Unfortunately I was not be able to attend at the ApacheCon US 2008 in New Orleans this year – way too far away from good ol’ germany! But I reviewed the given sessions on Lucene (and Solr, Mahout, Tika) afterwards the conference to get some inspiration. Some comments on it:
* Advanced Indexing Techniques with Apache Lucene (Michael Busch)
Detailled presentation about Indexing capabilities of Apache Lucene and a very interesting part on how to use Token Payloads and POS-Tagging with the new TokenStream API.
* Apache Solr: Out of the Box (Chris Hostetter)
Introduction to Solr from installation and administration (Admin Console, Luke), querying (Facets, Highlighting) and configuration (Analyzers, Multiple Indexes, Replication).

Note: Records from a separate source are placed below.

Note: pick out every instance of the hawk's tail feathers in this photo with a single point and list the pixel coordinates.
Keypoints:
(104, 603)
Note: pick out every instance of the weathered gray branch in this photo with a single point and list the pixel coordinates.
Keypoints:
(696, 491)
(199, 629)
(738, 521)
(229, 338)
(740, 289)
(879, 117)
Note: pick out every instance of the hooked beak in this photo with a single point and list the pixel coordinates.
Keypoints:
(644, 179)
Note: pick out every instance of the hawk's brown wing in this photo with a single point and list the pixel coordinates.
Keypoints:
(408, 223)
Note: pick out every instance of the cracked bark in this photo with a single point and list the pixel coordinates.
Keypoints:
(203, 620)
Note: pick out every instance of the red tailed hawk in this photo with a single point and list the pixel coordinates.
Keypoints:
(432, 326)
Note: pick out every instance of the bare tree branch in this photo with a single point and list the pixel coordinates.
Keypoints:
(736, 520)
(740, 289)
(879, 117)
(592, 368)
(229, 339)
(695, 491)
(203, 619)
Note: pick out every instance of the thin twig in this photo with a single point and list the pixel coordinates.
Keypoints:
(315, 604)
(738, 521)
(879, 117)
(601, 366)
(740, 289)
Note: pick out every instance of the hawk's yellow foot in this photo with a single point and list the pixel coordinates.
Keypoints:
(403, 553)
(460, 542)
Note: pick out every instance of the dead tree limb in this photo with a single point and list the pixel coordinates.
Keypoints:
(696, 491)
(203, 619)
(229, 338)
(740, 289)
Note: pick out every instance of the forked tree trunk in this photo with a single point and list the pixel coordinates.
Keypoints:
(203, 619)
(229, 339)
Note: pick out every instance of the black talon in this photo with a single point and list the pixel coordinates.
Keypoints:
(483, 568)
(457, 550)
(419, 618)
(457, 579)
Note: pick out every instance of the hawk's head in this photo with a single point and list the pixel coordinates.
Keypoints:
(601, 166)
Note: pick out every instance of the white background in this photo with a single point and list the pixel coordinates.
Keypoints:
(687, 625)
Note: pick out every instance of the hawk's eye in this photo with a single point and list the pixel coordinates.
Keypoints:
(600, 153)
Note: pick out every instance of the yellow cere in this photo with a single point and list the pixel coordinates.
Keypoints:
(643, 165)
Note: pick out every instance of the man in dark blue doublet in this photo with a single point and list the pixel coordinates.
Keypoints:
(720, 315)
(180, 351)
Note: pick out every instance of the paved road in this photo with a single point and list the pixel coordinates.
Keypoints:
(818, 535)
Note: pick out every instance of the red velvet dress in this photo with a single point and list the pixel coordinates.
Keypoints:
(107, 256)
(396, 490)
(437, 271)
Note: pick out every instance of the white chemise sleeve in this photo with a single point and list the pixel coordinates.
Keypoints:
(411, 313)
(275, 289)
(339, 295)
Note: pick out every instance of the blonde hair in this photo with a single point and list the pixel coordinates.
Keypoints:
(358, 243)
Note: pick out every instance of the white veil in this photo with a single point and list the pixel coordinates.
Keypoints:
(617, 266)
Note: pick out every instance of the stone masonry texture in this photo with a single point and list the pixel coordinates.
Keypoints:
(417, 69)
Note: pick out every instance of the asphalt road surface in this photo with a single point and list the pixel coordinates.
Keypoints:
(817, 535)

* Introducing Mahout: Apache Machine Learning (Grant Ingersoll)
Already posted this session in my recent Breakfast Links. A nice presentation about what Machine Learning stands for and the approach of Mahout.
* Apache Solr: Beyond the Box (Chris Hostetter)
Presentation about Solr’s history and real world examples such like Geo search.
* Content analysis for ECM with Apache Tika (Paolo Mottadelli)
Impressive and extensive presentation about Apache Tika and its Alfresco integration for content extraction.